TLT continues to languish at the low point of its long-term correction with little sign that it is about to do anything significant. It appears to have two options: work its way even lower, or continue to create a base from which it will eventually be able to attempt a rally in a downtrend.
GLD (ETF for gold)
GLD is trying to hold above its former long-term low, but as long as it remains under pressure from its bottoming 25-wk cycle which is due in a week or two (red arrow), the odds continue to favor a continued decline to about the 110 area.
UUP (dollar ETF)
UUP continues to consolidate after its initial break-out. Its lack of positive response to the strong non-farm payrolls report Friday, makes one wonder how ready it is to resume its uptrend. The MACD is about to go negative, which could indicate some additional selling directly ahed. The primary factor behind the dollar's weakness is the Fed's interest rates policy. We may need to see evidence of a change before UUP can regain some upside traction.
USO (United States Oil Fund)
USO found support near the low of a former congestion level and bounced. It also appears to have completed a 5-wave pattern at 33. If so, it may now have started a corrective wave which, when complete, could lead to new lows.
Looking at the larger structure, it apears that USO's rise to 30.50 was also a corrective wave, and that the index is now in danger of breaking out of the green channel on the downside. Note that its previous rally was stopped by the junction of two resistance lines, confining it to the bottom of its rather tepid bull market channel from the 2009 low. Any serious decline in the stock market - which is only a matter of time - will most likely send it below the rising trend line and cause it to drop to the bottom of the red channel - at a minimum. This is not a chart pattern that is encouraging to the bulls.
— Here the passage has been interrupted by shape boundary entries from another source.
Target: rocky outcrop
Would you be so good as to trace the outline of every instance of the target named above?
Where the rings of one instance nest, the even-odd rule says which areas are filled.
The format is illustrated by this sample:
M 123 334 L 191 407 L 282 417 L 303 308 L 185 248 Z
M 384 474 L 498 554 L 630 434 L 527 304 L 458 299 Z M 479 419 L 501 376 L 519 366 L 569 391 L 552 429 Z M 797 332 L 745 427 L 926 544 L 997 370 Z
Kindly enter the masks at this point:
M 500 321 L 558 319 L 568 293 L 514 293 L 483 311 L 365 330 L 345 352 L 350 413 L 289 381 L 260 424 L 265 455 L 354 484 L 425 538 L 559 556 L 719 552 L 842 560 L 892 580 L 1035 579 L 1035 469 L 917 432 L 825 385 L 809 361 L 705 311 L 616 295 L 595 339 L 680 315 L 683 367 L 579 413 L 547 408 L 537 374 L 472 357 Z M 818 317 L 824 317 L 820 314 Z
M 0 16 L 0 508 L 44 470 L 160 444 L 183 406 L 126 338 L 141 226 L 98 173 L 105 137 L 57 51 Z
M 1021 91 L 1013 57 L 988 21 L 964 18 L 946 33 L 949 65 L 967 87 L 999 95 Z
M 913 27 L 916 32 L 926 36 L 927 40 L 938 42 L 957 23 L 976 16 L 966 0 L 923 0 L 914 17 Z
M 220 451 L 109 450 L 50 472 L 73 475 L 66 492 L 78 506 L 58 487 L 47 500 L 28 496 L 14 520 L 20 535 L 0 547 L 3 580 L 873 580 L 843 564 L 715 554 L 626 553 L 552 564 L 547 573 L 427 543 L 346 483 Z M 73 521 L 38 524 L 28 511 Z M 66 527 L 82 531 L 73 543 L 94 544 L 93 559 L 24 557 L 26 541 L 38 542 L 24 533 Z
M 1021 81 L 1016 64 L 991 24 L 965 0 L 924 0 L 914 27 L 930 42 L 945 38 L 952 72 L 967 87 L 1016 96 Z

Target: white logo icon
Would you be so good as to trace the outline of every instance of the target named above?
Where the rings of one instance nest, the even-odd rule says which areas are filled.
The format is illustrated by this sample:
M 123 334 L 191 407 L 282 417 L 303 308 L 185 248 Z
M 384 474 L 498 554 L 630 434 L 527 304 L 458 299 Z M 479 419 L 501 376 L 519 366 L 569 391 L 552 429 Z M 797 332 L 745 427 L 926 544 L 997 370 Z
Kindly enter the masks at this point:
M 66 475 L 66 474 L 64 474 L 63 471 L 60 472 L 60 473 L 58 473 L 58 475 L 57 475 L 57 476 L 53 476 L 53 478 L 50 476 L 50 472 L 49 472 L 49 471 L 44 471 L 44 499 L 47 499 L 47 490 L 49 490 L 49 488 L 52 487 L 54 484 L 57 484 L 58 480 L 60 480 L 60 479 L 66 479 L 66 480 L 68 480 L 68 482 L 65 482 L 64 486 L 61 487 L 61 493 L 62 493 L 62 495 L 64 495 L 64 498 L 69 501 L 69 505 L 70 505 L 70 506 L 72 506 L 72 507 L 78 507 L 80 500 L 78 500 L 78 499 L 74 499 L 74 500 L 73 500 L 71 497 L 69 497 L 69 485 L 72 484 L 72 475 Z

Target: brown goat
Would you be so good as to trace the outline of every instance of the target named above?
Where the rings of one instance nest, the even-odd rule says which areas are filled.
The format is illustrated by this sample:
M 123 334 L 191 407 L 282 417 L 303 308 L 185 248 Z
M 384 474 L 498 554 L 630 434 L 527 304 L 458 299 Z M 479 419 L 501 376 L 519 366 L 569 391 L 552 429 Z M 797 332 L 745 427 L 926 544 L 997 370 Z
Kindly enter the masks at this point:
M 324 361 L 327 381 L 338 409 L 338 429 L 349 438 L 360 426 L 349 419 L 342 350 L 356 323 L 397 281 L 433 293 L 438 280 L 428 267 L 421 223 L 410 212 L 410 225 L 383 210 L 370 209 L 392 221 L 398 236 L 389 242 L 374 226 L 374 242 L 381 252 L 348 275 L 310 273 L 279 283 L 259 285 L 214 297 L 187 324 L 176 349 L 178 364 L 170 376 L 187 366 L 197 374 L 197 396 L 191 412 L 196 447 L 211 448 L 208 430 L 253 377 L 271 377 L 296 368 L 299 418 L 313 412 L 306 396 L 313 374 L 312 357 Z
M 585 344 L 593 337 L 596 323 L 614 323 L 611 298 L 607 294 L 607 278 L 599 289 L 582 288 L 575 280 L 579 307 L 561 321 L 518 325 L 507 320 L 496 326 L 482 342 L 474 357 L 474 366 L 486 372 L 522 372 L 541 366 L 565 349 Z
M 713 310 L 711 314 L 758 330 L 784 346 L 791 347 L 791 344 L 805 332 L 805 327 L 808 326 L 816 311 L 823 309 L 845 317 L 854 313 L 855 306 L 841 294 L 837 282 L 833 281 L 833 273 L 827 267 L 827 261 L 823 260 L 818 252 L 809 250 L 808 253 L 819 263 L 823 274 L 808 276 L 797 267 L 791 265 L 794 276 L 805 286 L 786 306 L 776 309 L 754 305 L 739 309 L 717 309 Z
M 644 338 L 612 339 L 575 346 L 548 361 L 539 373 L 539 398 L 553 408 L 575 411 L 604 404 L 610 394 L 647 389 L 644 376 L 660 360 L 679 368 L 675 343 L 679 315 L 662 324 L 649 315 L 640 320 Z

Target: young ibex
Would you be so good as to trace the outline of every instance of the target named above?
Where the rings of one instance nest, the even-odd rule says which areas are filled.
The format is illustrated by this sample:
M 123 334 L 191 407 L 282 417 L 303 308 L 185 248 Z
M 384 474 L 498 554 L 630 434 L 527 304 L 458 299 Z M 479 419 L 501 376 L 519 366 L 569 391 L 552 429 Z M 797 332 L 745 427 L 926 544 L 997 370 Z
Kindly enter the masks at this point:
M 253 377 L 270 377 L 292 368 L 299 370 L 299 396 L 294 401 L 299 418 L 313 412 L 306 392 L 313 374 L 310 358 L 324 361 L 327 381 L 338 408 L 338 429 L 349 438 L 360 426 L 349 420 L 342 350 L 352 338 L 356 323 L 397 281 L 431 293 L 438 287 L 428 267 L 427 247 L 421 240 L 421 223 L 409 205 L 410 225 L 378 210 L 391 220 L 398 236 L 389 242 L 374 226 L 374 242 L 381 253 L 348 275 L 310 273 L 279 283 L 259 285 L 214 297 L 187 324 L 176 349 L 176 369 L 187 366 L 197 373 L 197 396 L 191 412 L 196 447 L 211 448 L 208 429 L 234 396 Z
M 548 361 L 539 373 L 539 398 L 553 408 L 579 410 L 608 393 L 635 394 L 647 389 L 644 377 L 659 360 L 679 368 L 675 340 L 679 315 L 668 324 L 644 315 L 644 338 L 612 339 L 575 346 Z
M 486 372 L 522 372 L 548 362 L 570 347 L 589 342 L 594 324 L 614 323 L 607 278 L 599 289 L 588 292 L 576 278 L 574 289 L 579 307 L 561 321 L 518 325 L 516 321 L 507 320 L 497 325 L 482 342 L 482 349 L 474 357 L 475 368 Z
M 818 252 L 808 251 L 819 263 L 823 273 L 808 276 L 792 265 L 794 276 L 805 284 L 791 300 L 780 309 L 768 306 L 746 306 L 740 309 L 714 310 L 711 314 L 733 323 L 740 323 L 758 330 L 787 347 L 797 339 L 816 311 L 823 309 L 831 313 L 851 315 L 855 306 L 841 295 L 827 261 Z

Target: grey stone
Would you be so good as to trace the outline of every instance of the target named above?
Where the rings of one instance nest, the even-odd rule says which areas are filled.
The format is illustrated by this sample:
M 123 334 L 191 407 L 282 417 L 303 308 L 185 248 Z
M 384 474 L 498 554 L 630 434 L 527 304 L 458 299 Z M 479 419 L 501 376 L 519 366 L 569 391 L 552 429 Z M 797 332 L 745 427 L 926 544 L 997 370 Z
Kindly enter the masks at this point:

After an initial decline from its 1813 high, SPX found support at the bottom of a channel and at a level just above its 200-hr MA. Friday's jobs report initiated a strong counter-trend rally which could be wave "b" of a corrective pattern. Wave "c" be should be formed as a result of the pressure exerted by the 8-wk cycle which is due to bottom in a week to ten days. This is one potential scenario.
However, if the next pull-back exceeds 1777, a much weaker correction could be in process. Even if the current correction is limited in scope, SPX may find it difficult to make much more upside progress. The negatives pointing to an important top have not gone away and are not likely to be erased by only a short-term pull-back. On the contrary, more upside will only exacerbate them.